Re: [PATCH RFC 2/2] scsi: ufshcd: Fix device links when BOOT WLUN fails to probe

From: Rafael J. Wysocki
Date: Thu Jul 08 2021 - 11:12:34 EST


On Thu, Jul 8, 2021 at 5:03 PM Rafael J. Wysocki <rafael@xxxxxxxxxx> wrote:
>
> On Thu, Jul 8, 2021 at 4:17 PM Adrian Hunter <adrian.hunter@xxxxxxxxx> wrote:
> >
> > On 8/07/21 3:31 pm, Rafael J. Wysocki wrote:
> > > On Wed, Jul 7, 2021 at 7:49 PM Adrian Hunter <adrian.hunter@xxxxxxxxx> wrote:
> > >>
> > >> On 7/07/21 8:39 pm, Greg Kroah-Hartman wrote:
> > >>> On Wed, Jul 07, 2021 at 08:29:48PM +0300, Adrian Hunter wrote:
> > >>>> If a LUN fails to probe (e.g. absent BOOT WLUN), the device will not have
> > >>>> been registered but can still have a device link holding a reference to the
> > >>>> device. The unwanted device link will prevent runtime suspend indefinitely,
> > >>>> and cause some warnings if the supplier is ever deleted (e.g. by unbinding
> > >>>> the UFS host controller). Fix by explicitly deleting the device link when
> > >>>> SCSI destroys the SCSI device.
> > >>>>
> > >>>> Signed-off-by: Adrian Hunter <adrian.hunter@xxxxxxxxx>
> > >>>> ---
> > >>>> drivers/scsi/ufs/ufshcd.c | 7 +++++++
> > >>>> 1 file changed, 7 insertions(+)
> > >>>>
> > >>>> diff --git a/drivers/scsi/ufs/ufshcd.c b/drivers/scsi/ufs/ufshcd.c
> > >>>> index 708b3b62fc4d..483aa74fe2c8 100644
> > >>>> --- a/drivers/scsi/ufs/ufshcd.c
> > >>>> +++ b/drivers/scsi/ufs/ufshcd.c
> > >>>> @@ -5029,6 +5029,13 @@ static void ufshcd_slave_destroy(struct scsi_device *sdev)

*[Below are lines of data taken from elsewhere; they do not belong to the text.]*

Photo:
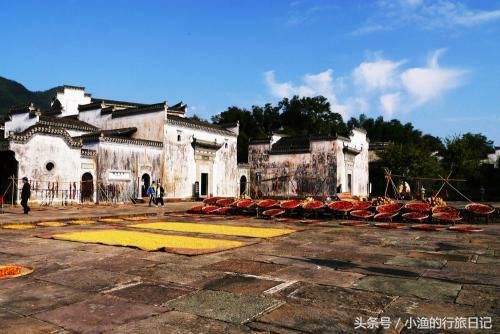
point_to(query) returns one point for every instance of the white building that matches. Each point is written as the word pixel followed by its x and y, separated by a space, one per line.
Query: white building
pixel 89 149
pixel 303 166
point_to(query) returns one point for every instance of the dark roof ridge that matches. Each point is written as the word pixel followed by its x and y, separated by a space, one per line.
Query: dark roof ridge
pixel 68 122
pixel 28 133
pixel 196 124
pixel 139 110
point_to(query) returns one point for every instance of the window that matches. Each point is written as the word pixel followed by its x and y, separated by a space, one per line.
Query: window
pixel 49 166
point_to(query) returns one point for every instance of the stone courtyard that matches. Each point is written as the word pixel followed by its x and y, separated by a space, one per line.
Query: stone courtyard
pixel 324 278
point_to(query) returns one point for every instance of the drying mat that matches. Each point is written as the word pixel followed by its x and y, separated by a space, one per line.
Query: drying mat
pixel 51 224
pixel 17 226
pixel 13 270
pixel 111 220
pixel 150 241
pixel 82 222
pixel 137 218
pixel 241 231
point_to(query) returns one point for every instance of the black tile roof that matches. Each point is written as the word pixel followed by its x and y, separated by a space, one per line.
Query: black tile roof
pixel 121 136
pixel 120 132
pixel 206 144
pixel 89 106
pixel 117 102
pixel 70 123
pixel 139 110
pixel 297 144
pixel 181 107
pixel 176 120
pixel 26 135
pixel 259 141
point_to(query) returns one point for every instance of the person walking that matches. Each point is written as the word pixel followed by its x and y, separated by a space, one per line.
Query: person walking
pixel 25 195
pixel 159 194
pixel 152 193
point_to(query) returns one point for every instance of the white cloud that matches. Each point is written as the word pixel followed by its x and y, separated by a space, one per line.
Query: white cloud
pixel 389 103
pixel 313 85
pixel 427 83
pixel 424 14
pixel 390 85
pixel 379 74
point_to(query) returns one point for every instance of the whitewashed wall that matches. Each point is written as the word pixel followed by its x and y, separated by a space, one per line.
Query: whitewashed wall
pixel 181 170
pixel 149 125
pixel 36 153
pixel 19 123
pixel 130 161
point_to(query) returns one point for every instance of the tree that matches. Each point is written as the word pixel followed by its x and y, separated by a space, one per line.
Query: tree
pixel 464 155
pixel 410 160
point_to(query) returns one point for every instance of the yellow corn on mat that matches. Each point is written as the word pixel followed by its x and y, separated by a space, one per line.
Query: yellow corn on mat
pixel 111 220
pixel 51 224
pixel 18 226
pixel 137 218
pixel 151 241
pixel 242 231
pixel 82 222
pixel 11 271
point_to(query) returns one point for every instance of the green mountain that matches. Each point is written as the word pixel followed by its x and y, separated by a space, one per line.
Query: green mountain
pixel 14 94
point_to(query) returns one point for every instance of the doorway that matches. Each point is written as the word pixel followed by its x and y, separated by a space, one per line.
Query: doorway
pixel 243 184
pixel 8 169
pixel 204 184
pixel 87 189
pixel 146 181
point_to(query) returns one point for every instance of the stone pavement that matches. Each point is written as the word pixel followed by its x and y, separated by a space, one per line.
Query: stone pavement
pixel 326 278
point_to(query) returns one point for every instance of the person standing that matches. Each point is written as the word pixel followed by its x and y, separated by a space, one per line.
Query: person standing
pixel 152 193
pixel 25 195
pixel 159 194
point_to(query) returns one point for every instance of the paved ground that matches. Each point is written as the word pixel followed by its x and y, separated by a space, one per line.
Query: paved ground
pixel 327 278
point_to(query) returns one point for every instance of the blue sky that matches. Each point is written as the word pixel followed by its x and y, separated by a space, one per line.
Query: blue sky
pixel 433 63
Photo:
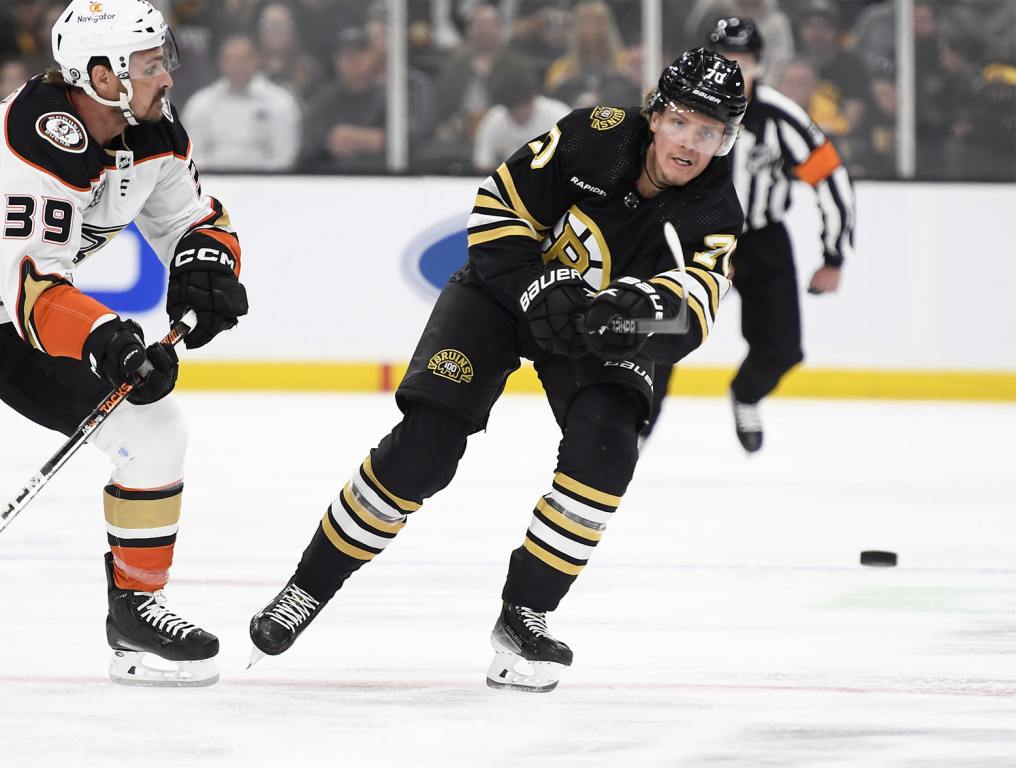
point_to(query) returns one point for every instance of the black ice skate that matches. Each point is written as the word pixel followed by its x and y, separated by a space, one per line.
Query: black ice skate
pixel 275 627
pixel 139 624
pixel 748 424
pixel 526 657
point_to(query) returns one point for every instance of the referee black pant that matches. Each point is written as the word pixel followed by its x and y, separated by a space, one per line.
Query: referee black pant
pixel 765 277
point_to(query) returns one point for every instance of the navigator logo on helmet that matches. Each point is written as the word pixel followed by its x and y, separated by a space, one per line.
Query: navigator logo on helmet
pixel 111 32
pixel 706 82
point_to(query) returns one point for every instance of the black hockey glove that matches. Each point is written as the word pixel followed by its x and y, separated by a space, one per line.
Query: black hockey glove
pixel 611 333
pixel 116 350
pixel 552 304
pixel 202 278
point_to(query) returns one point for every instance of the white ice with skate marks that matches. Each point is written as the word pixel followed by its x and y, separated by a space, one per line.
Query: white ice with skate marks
pixel 722 621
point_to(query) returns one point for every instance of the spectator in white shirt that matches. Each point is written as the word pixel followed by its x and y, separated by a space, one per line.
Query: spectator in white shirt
pixel 243 121
pixel 520 114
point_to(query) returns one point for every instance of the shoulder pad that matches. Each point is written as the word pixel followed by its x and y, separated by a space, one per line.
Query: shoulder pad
pixel 43 130
pixel 150 140
pixel 599 138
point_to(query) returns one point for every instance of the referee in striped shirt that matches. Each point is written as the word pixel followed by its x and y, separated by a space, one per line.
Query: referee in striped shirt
pixel 778 143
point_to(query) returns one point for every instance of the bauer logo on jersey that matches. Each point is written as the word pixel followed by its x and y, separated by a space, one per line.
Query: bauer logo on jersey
pixel 451 365
pixel 62 130
pixel 605 118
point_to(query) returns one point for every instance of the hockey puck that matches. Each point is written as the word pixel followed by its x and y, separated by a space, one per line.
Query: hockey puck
pixel 878 558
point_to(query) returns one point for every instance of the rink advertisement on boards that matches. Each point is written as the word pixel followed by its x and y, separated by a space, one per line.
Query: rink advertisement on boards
pixel 346 269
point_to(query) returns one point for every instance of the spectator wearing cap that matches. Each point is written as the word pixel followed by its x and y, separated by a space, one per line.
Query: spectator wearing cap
pixel 799 82
pixel 243 121
pixel 765 14
pixel 593 72
pixel 345 126
pixel 461 93
pixel 519 115
pixel 282 60
pixel 13 74
pixel 839 102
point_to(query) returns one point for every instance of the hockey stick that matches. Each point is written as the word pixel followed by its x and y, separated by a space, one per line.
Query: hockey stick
pixel 676 325
pixel 89 425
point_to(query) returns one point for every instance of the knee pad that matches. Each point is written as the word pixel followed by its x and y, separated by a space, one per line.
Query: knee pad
pixel 421 455
pixel 145 443
pixel 599 447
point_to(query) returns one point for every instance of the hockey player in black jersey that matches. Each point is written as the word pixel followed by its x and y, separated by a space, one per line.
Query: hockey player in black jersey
pixel 90 146
pixel 565 243
pixel 779 143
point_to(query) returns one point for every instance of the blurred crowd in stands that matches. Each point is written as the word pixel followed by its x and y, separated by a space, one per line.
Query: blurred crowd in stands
pixel 300 85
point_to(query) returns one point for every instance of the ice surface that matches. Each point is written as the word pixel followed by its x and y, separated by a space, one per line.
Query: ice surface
pixel 723 621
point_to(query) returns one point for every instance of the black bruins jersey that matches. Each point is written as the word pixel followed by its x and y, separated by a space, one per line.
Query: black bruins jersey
pixel 570 196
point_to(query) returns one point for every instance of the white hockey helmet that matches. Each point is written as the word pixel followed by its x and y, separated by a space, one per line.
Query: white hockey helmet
pixel 114 29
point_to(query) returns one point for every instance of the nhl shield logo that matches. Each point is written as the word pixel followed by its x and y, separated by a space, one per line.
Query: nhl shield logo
pixel 451 365
pixel 605 118
pixel 62 130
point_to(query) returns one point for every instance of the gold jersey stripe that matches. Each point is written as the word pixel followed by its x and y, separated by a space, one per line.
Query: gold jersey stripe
pixel 693 303
pixel 711 285
pixel 696 307
pixel 567 523
pixel 369 519
pixel 135 514
pixel 402 504
pixel 516 201
pixel 486 200
pixel 586 491
pixel 552 560
pixel 501 232
pixel 339 544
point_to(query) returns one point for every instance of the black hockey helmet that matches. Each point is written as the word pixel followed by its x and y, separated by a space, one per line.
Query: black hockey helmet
pixel 708 83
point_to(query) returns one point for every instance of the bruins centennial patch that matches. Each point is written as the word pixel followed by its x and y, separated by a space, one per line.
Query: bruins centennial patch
pixel 605 118
pixel 451 365
pixel 62 130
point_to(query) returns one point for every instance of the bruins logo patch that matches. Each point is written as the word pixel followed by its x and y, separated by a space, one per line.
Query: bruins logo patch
pixel 62 130
pixel 451 365
pixel 605 118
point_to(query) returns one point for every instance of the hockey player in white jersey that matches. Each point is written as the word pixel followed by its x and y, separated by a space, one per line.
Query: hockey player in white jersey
pixel 90 146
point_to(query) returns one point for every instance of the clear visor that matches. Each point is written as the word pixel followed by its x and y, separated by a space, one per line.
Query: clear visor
pixel 153 62
pixel 691 128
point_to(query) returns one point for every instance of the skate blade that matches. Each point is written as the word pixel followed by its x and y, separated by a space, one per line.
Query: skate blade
pixel 510 672
pixel 131 668
pixel 256 655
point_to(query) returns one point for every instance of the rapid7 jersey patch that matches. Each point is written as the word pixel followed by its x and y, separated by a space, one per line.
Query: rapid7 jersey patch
pixel 720 247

> > >>>> spin_lock_irqsave(hba->host->host_lock, flags);
> > >>>> hba->sdev_ufs_device = NULL;
> > >>>> spin_unlock_irqrestore(hba->host->host_lock, flags);
> > >>>> + } else {
> > >>>> + /*
> > >>>> + * If a LUN fails to probe (e.g. absent BOOT WLUN), the device
> > >>>> + * will not have been registered but can still have a device
> > >>>> + * link holding a reference to the device.
> > >>>> + */
> > >>>> + device_links_scrap(&sdev->sdev_gendev);
> > >>>
> > >>> What created that link? And why did it do that before probe happened
> > >>> successfully?
> > >>
> > >> The same driver created the link.
> > >>
> > >> The documentation seems to say it is allowed to, if it is the consumer.

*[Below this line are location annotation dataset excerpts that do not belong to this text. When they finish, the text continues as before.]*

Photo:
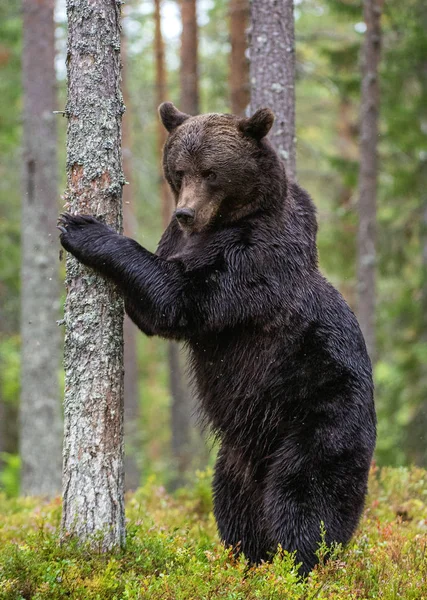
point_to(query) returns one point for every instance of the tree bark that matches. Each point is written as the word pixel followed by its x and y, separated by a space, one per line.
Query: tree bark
pixel 133 446
pixel 239 64
pixel 272 72
pixel 189 71
pixel 93 478
pixel 368 171
pixel 40 411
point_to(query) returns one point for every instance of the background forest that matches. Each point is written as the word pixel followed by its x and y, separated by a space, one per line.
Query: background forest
pixel 329 34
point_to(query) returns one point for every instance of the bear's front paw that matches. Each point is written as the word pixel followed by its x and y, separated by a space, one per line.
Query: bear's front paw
pixel 82 235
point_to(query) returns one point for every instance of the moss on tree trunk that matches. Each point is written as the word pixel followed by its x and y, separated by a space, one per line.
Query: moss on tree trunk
pixel 93 446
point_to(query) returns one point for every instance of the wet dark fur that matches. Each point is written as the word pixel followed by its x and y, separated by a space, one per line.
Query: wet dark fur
pixel 279 361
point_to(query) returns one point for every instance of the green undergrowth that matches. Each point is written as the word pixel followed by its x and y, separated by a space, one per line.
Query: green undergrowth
pixel 173 551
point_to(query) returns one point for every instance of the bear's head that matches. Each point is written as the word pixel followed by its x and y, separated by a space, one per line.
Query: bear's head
pixel 216 165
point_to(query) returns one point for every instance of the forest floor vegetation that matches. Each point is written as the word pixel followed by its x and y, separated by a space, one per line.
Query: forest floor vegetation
pixel 173 551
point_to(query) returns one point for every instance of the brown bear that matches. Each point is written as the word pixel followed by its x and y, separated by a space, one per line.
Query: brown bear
pixel 279 362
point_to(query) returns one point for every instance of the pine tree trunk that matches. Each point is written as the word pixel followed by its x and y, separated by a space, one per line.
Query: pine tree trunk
pixel 239 64
pixel 133 446
pixel 368 171
pixel 40 411
pixel 189 63
pixel 272 71
pixel 93 478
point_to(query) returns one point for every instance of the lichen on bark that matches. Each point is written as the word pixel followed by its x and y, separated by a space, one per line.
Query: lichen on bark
pixel 93 477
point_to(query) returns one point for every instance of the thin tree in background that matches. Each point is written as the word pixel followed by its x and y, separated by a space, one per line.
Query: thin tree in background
pixel 93 492
pixel 161 93
pixel 133 445
pixel 239 64
pixel 272 72
pixel 189 70
pixel 40 411
pixel 368 172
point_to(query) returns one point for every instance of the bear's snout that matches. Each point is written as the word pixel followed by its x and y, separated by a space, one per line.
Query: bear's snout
pixel 185 216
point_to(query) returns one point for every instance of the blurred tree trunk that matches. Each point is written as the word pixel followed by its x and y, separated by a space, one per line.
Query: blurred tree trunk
pixel 239 64
pixel 93 478
pixel 40 411
pixel 133 444
pixel 368 171
pixel 189 71
pixel 272 72
pixel 417 427
pixel 348 151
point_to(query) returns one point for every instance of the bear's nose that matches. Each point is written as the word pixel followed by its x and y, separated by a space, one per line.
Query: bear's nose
pixel 185 215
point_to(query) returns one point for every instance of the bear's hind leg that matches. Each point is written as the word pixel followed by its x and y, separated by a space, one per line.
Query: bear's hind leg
pixel 238 506
pixel 303 496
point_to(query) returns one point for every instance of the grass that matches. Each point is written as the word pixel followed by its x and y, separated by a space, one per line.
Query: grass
pixel 173 552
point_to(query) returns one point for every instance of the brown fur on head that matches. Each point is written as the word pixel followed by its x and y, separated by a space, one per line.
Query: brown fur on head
pixel 212 164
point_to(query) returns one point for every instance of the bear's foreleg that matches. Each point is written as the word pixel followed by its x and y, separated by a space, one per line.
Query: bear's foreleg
pixel 154 289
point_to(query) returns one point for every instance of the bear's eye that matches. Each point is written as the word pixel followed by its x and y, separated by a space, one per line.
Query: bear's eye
pixel 209 175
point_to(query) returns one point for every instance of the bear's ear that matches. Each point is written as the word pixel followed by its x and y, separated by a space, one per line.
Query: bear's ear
pixel 258 125
pixel 171 117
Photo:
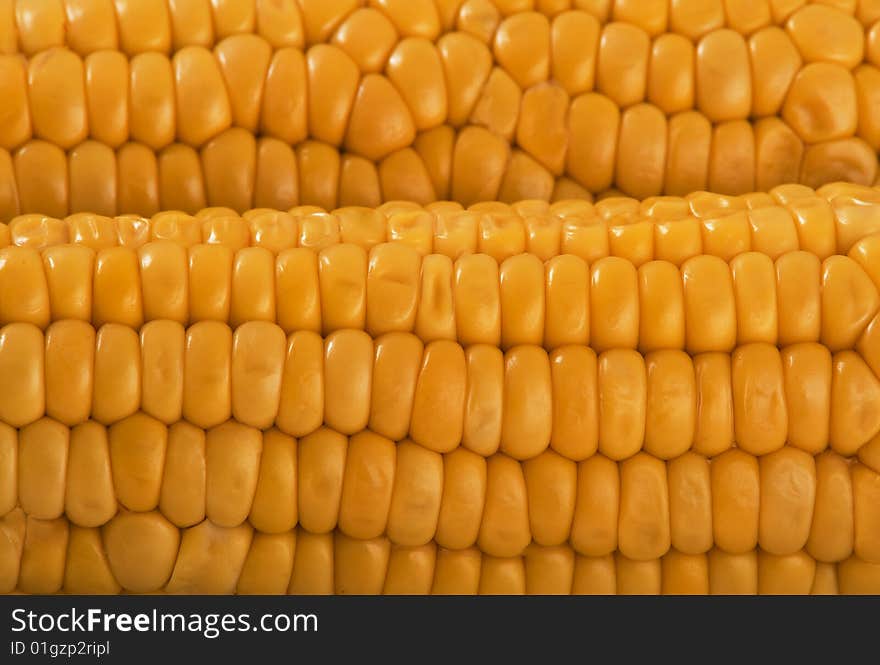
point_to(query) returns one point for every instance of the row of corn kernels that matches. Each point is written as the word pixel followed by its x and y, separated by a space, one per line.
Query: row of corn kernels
pixel 52 556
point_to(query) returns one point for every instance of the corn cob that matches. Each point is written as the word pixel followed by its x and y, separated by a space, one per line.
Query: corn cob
pixel 206 558
pixel 832 219
pixel 560 425
pixel 134 107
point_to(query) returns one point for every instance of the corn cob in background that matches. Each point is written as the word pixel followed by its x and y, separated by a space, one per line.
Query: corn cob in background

> > >> From Documentation/driver-api/device_link.rst
> > >>
> > >> Usage
> > >> =====
> > >>
> > >> The earliest point in time when device links can be added is after
> > >> :c:func:`device_add()` has been called for the supplier and
> > >> :c:func:`device_initialize()` has been called for the consumer.
> > >
> > > Yes, this is allowed, but if you've added device links to a device
> > > object that is not going to be registered after all, you are
> > > responsible for doing the cleanup.
> > >
> > > Why can't you call device_link_del() directly on those links?
> > >
> > > Or device_link_remove() if you don't want to deal with link pointers?
> > >
> >
> > Those only work for DL_FLAG_STATELESS device links, but we use only
> > DL_FLAG_PM_RUNTIME | DL_FLAG_RPM_ACTIVE flags.
>
> So I'd probably modify device_link_remove() to check if the consumer
> device has been registered and run __device_link_del() directly
> instead of device_link_put_kref() if it hasn't.
>
> Or add an argument to it to force the removal.

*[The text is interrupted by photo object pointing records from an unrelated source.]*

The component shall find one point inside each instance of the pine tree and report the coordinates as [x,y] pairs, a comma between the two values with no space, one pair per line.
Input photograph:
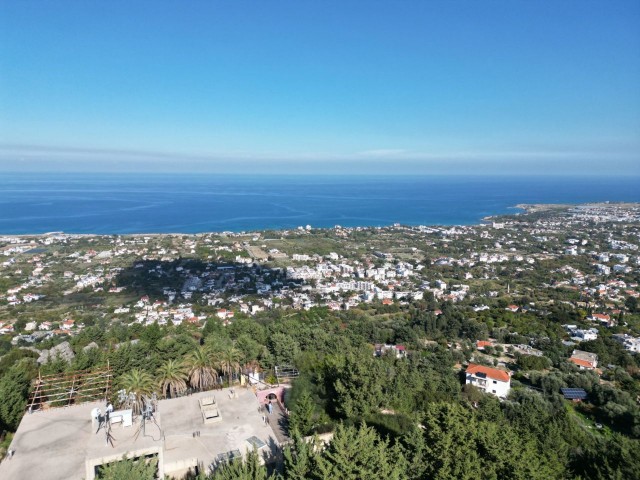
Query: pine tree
[302,415]
[359,454]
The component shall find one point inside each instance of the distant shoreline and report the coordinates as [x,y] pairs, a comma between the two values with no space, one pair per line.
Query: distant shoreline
[525,207]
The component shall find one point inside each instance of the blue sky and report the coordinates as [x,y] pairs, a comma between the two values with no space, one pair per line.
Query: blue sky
[333,86]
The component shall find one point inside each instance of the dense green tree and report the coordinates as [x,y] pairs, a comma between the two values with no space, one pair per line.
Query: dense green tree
[138,384]
[172,378]
[248,468]
[358,453]
[356,383]
[229,358]
[14,392]
[201,365]
[302,415]
[129,469]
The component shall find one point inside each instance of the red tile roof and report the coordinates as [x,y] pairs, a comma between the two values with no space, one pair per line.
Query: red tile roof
[492,373]
[581,363]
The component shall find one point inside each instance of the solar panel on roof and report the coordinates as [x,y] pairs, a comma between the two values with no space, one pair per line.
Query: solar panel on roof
[574,393]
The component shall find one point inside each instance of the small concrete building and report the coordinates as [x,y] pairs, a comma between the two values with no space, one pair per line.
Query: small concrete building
[70,443]
[490,380]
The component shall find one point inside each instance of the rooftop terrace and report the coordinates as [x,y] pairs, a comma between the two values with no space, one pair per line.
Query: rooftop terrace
[66,444]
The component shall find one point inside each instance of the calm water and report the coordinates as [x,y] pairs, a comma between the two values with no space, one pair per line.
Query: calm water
[90,203]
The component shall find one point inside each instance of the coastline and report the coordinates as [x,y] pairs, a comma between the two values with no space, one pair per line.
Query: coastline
[525,208]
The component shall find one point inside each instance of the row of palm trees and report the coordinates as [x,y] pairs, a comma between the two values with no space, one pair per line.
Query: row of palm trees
[200,369]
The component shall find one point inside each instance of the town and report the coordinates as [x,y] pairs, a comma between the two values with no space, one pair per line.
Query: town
[515,302]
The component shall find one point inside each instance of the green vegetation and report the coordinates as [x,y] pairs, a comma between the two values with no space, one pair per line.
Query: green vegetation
[396,416]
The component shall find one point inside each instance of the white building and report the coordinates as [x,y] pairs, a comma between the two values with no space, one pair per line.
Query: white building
[490,380]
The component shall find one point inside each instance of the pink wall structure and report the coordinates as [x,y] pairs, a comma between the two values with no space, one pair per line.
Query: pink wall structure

Or even modify device_link_put_kref() like this:

static void device_link_put_kref(struct device_link *link)
{
if (link->flags & DL_FLAG_STATELESS)
kref_put(&link->kref, __device_link_del);
+ else if (!device_is_registered(link->consumer))
+ __device_link_del(link);
else
WARN(1, "Unable to drop a managed device link reference\n");
}